On appeal, Hanover argued that it had, in fact, made a Rule 50(a) motion “because before the case was submitted to the jury, all parties agreed on the record, with the district  court’s blessing, to reserve and preserve all Rule 50 motions.”  Put differently, Hanover argued that it either made a Rule 50(a) motion or the district court deemed such a motion to have been made, and the Sixth Circuit ought to hold such a ruling sufficient to satisfy the strictures of Rule 50.  To be sure, the district court sent “mixed signals” to the parties as to when and even whether they should actually make Rule 50(a) motions, or “simply be taken as a given” that such motions were deemed to have been made.  Nevertheless, Hanover made a proper Rule 50(a) motion as to Tattooed Millionaire Enterprise and Brown, but, curiously, not as to Falls.

Sixth Circuit Establishes Bright-Line Rule

The Sixth Circuit panel in Tattooed Millionaire (Boggs, J., Guy & White, J.J.) left no doubt that failure to make a pre-verdict Rule 50(a) motion irredeemably precludes a post-verdict Rule 50(b) motion.  First, the court was persuaded that Hanover’s Rule 50(a) motion as to Brown and Tattooed Millionaire Enterprise, but not Falls, showed that Hanover understood the district court’s signals to mean an actual, not deemed, Rule 50(a) motion was needed to preserve a Rule 50(b) motion post-verdict.

Second, the panel made clear that even if the district court believed it could simply “deem” Rule 50(a) motions made as if on the record, it has no power to do so.  Turning to the text of Rule 50(a), the court stressed that such a motion “must specify the judgment sought and the law and facts that entitled the movant to the judgment.” The court explained that Rule 50(a)’s specificity requirement is rooted in the Seventh Amendment’s jury right (as well as basic fairness), and “informs the opposing party of the challenge to the sufficiency of the evidence and affords a clear opportunity to provide additional evidence that may be available” before the case is submitted to a jury.

Third, the court’s holding is a clear admonition to litigants that when a rule is clear—as is Rule 50(b)’s prerequisite that a 50(a) motion have been made—ambiguity from the bench will not save a party from failure to comply with a rule’s plain requirements.  Agreeing with the Ninth Circuit in Tortu v. Las Vegas Metropolitan Police Department, the Sixth Circuit panel found “meritless” the argument that ambiguous statements from the district court could “absolve” a litigant of their procedural obligations under the clear requirements of Rule 50.
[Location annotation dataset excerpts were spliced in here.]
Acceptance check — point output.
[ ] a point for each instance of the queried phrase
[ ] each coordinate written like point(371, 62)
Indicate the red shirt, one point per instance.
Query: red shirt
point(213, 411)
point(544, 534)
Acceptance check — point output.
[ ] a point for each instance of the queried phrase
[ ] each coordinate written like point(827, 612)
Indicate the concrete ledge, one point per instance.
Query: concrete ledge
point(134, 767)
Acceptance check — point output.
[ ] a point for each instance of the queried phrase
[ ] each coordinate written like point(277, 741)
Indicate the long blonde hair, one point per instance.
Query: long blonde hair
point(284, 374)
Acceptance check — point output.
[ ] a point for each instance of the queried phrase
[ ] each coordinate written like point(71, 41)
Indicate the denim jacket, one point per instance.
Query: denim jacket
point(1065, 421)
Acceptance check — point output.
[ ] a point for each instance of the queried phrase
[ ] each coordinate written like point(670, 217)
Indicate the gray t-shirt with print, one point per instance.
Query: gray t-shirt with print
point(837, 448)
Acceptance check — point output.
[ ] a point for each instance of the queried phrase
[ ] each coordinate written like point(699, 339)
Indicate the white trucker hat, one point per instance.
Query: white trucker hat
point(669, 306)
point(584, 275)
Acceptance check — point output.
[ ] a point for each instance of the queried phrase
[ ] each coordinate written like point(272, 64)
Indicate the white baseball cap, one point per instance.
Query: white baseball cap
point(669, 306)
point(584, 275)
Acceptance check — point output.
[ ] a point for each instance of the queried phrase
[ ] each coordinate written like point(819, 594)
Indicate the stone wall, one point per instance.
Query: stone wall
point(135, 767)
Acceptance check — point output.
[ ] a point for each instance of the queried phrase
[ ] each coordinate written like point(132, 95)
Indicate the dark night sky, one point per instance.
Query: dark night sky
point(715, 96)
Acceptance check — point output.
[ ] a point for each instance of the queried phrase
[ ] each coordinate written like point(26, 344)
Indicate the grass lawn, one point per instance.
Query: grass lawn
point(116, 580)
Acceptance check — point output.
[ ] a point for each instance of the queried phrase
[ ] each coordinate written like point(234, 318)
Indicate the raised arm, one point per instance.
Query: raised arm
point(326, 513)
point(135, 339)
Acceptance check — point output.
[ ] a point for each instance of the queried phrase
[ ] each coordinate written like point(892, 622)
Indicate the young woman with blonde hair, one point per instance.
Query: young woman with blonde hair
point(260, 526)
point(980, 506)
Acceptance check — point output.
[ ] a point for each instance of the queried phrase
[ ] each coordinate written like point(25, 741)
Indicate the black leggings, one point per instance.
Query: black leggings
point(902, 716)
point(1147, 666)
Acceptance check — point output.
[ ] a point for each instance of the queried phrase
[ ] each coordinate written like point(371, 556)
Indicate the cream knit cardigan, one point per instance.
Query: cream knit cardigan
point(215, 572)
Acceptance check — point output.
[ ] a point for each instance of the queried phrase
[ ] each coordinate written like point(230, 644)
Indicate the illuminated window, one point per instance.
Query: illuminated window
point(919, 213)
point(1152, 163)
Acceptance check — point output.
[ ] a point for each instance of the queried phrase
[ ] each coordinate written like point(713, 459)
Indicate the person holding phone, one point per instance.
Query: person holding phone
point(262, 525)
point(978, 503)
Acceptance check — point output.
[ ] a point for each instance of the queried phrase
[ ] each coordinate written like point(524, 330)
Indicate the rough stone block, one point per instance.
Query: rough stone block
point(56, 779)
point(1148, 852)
Finally, the court rejected Hanover’s policy arguments that courts should entertain a Rule 50(b) motion in the absence of a preceding 50(a) motion if the 50(b) motion raises only pure questions of law.  The court explained that such policy arguments, while “not without some merit,” fail because: (1) it goes against the plain meaning of the Rule (and the explicit instructions in the Notes to the Rule); (2) it presents a constitutional issue under the Seventh Amendment’s guaranty of a jury trial in civil suits because Rule 50(a) “requir[es] that parties raise important issues before the case is submitted to the jury”; (3) it creates perverse incentives to “sandbag” legal arguments rather than “lay one’s cards on the table and enable[] the other side to counter them”; and (4) it would be incongruous for the court to prohibit a Rule 50(b) motion from proceeding because it was too dissimilar from the litigant’s Rule 50(a) motion (as the court held in Ford v. Cnty. of Grand Traverse, 535 F.3d 483 (6th Cir. 2008)), but then say it would be happy to hear a Rule 50(b) motion when the litigant made no Rule 50(a) motion at all.

In sum, a litigant cannot make a Rule 50(b) motion if it has not previously made a Rule 50(a) motion.  Full stop.